For initially low-quality summaries (<4.0/5), LLM-ReSum produces accuracy improvements up to 33.3% and coverage enhancements reaching 39% (PatentSumEval, PubMed, CNN/DailyMail). In contrast, summaries initially scoring above the threshold show minimal change, verifying that LLM-ReSum acts as a selective quality assurance mechanism rather than providing indiscriminate rewriting. Human pairwise preference experiments confirm a mean preference rate of 89% for enhanced summaries, with coverage and accuracy dimensions most decisively favored.
PatentSumEval: Domain-Specific Benchmarking
PatentSumEval enables rigorous meta-evaluation within the legal and patent summarization context, constructed from 180 model-generated summaries across 30 patents and expert-annotated across four dimensions. Error analysis on low-rated summaries highlights three dominant error patterns: (1) low abstractiveness (extensive verbatim copying), (2) incompleteness (omission of critical claims or technical content), and (3) hallucinations (fabricated terms or mislabels).
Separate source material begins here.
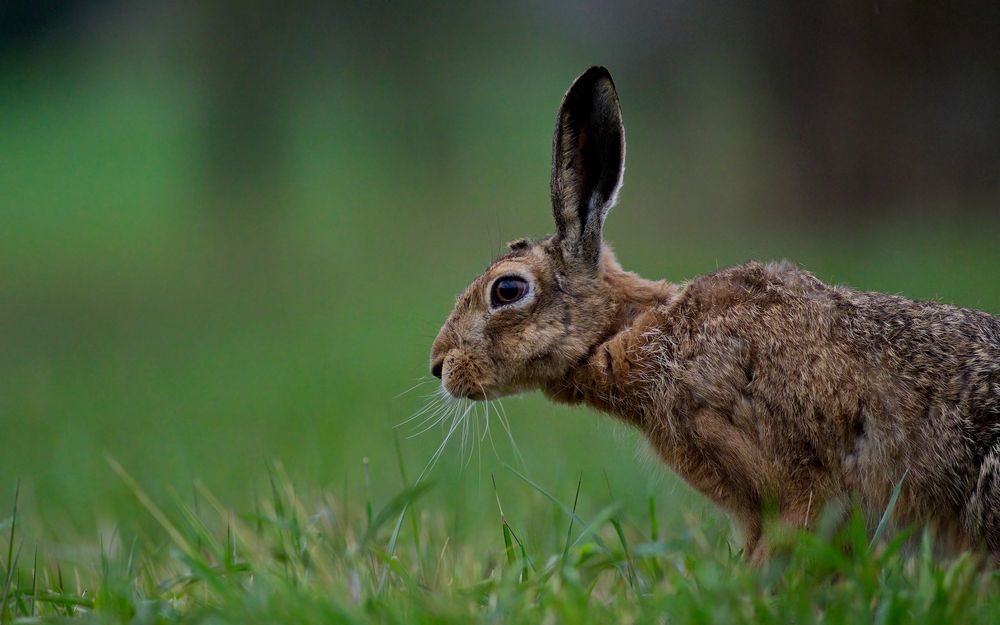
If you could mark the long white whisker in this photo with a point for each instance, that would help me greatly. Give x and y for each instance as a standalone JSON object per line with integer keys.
{"x": 437, "y": 454}
{"x": 430, "y": 406}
Findings illustrate trade-offs between extractiveness (precision, but poor readability) and abstractiveness (readability, but risk of hallucination), reinforcing the necessity for targeted evaluation in terminology-sensitive domains.
Theoretical Implications
- Context-Adaptive and Compositional Evaluation: The unreliability of universal metrics supports compositional evaluation architectures. LLMs are optimal for linguistic and semantic quality in single-document, short-medium length contexts, while embedding or lexical overlap metrics serve critical roles in long-document or high-precision terminological settings.
- Evaluation-Guided Generation: LLM-ReSum demonstrates that structured self-evaluation outputs can be operationalized as actionable directives for inference-time revision. This reframes evaluation from passive measurement to active generative guidance.
Practical Implications
- Deployment: LLM-ReSum provides a framework for integrating self-assessment in summarization pipelines where finetuning and large-scale RLHF are impractical. Architecture can be instantiated via prompt-based, deterministic generation, scalable to diverse domains.
- Evaluation/Production Infrastructure: The experimental protocol for meta-evaluation and the release of PatentSumEval sets a template for future technical benchmarking, especially in expert-annotated, high-stakes application domains.
Limitations and Future Work
LLM-ReSum is constrained by LLM context windows and exhibits unreliable behavior on extremely long documents (>27K words), necessitating research into robust hierarchical evaluation and hybrid LLM-classical metric frameworks. Further scrutiny for self-preference bias is needed, especially where LLMs evaluate outputs similar to their own generation styles. Future research should develop debiasing and calibration strategies for LLM-based evaluators, and extend reflective frameworks to dialogue, code synthesis, and multi-modal summarization.
Conclusion
LLM-ReSum advances reflective summarization by unifying LLM-based evaluation and generation into a closed feedback loop. This enables robust, inference-time summary self-improvement without model alteration, supported by superior alignment with human quality judgments and validated in both generic and domain-specific settings. Theoretical and practical implications highlight the necessity for adaptive, compositional evaluation and set new directions for research in reliable, scalable generative quality assurance frameworks.